Monday, June 13, 2016
Digital marketing has evolved rapidly over the last decade, particularly as social media sites have grown increasingly more prominent. But the methods of promoting your business and brand online is not just becoming more diverse, it's becoming more articulate -- Companies have now become more sophisticated as they can track user behaviors and analyze an ROI in order to understand how effective the marketing is and how it can be improved. The idea of gauging your site’s performance based on views and search volume has given way to more insightful ways of measurement. It’s no longer just about how many people see your site—it’s about how that digital marketing’s success is measured and refined. Influencer campaigns allow for several channels to reach the goals of a company. Being that, there is more than one way to have a return on Influencer Marketing.
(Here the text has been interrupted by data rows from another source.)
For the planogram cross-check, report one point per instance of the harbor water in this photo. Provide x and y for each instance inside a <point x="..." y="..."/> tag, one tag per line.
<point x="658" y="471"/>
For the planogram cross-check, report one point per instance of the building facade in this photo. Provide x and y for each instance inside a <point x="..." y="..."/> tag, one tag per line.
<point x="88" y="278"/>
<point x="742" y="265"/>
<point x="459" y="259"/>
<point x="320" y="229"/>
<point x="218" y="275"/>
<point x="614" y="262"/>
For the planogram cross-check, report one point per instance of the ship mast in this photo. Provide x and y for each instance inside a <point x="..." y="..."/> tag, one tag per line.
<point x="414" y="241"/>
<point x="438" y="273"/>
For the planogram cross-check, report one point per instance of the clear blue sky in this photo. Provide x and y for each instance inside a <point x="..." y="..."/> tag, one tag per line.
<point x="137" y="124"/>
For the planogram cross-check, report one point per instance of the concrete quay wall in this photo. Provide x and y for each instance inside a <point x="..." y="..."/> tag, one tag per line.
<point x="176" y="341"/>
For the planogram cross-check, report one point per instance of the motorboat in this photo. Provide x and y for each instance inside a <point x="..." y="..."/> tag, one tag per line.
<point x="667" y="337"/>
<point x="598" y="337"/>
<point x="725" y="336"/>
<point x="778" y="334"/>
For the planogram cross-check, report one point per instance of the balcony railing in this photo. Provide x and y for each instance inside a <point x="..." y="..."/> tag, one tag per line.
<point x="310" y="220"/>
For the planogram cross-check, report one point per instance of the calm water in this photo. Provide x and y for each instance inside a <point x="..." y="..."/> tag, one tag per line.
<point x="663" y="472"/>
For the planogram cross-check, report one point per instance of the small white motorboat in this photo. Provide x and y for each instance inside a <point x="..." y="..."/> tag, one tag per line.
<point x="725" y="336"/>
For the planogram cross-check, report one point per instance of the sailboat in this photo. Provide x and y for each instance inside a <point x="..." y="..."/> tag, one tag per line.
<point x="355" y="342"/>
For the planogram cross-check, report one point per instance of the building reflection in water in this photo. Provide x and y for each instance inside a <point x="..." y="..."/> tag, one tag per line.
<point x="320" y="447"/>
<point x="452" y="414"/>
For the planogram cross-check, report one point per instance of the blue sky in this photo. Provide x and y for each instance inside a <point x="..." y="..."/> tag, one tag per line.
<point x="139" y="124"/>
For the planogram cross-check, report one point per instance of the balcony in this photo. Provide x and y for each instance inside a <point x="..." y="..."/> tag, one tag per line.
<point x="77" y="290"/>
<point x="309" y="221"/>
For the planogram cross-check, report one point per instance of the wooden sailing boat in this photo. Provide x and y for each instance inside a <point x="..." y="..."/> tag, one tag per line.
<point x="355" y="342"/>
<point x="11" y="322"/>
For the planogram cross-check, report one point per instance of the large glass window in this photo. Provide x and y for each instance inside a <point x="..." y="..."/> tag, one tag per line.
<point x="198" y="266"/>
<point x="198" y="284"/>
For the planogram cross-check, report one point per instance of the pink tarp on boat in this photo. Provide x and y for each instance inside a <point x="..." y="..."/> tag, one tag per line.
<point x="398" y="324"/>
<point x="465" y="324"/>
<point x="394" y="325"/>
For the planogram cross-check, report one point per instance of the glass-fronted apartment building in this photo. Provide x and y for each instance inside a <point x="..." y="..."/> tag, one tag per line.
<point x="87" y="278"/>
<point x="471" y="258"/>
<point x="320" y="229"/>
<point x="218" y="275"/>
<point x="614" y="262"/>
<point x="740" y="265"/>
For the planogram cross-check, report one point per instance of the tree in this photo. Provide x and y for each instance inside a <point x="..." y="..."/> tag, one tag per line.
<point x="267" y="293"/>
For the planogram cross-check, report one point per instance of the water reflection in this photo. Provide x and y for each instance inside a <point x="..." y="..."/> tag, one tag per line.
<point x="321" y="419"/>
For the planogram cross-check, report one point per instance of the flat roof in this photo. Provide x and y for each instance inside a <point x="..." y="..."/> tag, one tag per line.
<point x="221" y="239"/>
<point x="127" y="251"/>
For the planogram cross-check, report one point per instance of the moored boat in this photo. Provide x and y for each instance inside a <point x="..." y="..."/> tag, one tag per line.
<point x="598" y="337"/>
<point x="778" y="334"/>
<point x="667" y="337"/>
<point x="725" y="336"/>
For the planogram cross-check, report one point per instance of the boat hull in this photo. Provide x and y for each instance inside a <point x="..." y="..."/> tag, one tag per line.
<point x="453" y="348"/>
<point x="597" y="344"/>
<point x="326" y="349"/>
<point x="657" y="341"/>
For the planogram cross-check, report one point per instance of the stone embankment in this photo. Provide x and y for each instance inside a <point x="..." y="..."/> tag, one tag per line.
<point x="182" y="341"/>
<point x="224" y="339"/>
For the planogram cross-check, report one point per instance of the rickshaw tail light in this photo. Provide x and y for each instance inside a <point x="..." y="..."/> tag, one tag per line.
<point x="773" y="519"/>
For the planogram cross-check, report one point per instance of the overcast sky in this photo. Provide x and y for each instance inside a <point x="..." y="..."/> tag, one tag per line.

The perspectives presented by these metrics are engagement-based, and allow for businesses to get a closer look at the real cost-per-acquisition figures. Now let’s move on to discuss the way that digital marketing is changing and adapting, as well as a few schools of thought on how we look at it's effectiveness.
CPM v. CPC Models
For someone that is not intensely involved in marketing, the battle between CPM and CPC models is probably something that the average person has never heard of. Essentially, these models are different ways of pricing social engagement and social media. “CPM” stands for Cost Per Mille. “Mille” is the Latin term for 1,000. So, CPM models price media based on every 1,000 views. CPM is inventory-based, and is often preferred by publishers for that reason. Pricing things by inventory is less risky than pricing through performance. Publishers get paid-per-view, as opposed to being paid for the actual results of that view. It’s low-risk for the publishers and easier for them to price out, which is, primarily, the driving force for its popularity.
The CPC model, by contrast, stands for Cost Per Click. This model, unlike the CPM, is performance-based, not inventory-based. The publisher only gets paid when an ad is clicked, not simply when an ad is viewed. No matter how many views an ad gets, it’s the clicks that matter for the publisher, which tends to work out much better for marketers and businesses since visibility is secondary to actual conversions, and clicks are a step closer to the end of the funnel. Smaller publishers are sometimes more amenable to a CPC model, often because that is one of their only options, but it tends to lose favor with publishers because it increases their assumption of risk. After all, if the ad placement is ineffective, they don't get paid.
Which should you use?
CPM and CPC models are both useful for businesses, but the type of company you are does have an effect on which you should choose. If your company has a highly-engaged audience and large volumes of traffic, CPM models can be just as effective as a CPC model. If your primary goal is simply brand exposure as opposed to immediate volume of conversions, CPM is perfectly fine. But if your immediate goal is to drive sales, the CPC model becomes more and more advantageous. It comes down to the goals your campaign is engineered to serve, the implementation of your analytics, and, of course, the effectiveness of your ad design.
The Trend in the Models
The battle between CPM and CPC models comes down to the preference of the publisher versus the preference of the marketer. Publishers tend to prefer CPM because it is inventory-based, and is low-risk in comparison to CPC, which is performance based. Marketers often prefer CPC, although there are smaller publishers who use CPM. With the inherent conflict comes the need for understanding the audiences you can reach through a given publisher and how those audiences behave, as well as understanding how to establish conversion tracking for your marketing activities so you can assure that your investments are protected, regardless of which model your negotiations eventually steer you towards.
As time progresses, the CPM and CPC models will continue to compete for the top spot. Currently, the trend is showing an increase in CPM. 33% of pricing is done using the CPM model, which is an increase from 32% in 2012. CPC models are down 2% since 2012, moving from 66% to 64%. Although this switch is not major, it is something to note if you are watching the way the trends are going. Quarterly, since 2012, this has held steady. Whether or not it progresses depends on the preferences of marketers and publishers and which will win out.
What is clear is that digital marketing as a whole is still on a major upswing. According to the Internet Advertising Revenue Report, the revenue from online advertising has increased steadily for the past several years, with a slight decline during the recession in 2008 and 2009, and then a continued increase afterward. In addition, Currently, search-related revenues are the largest of all of the formats at 41%. Mobile and display-related advertising come in second and third, respectively.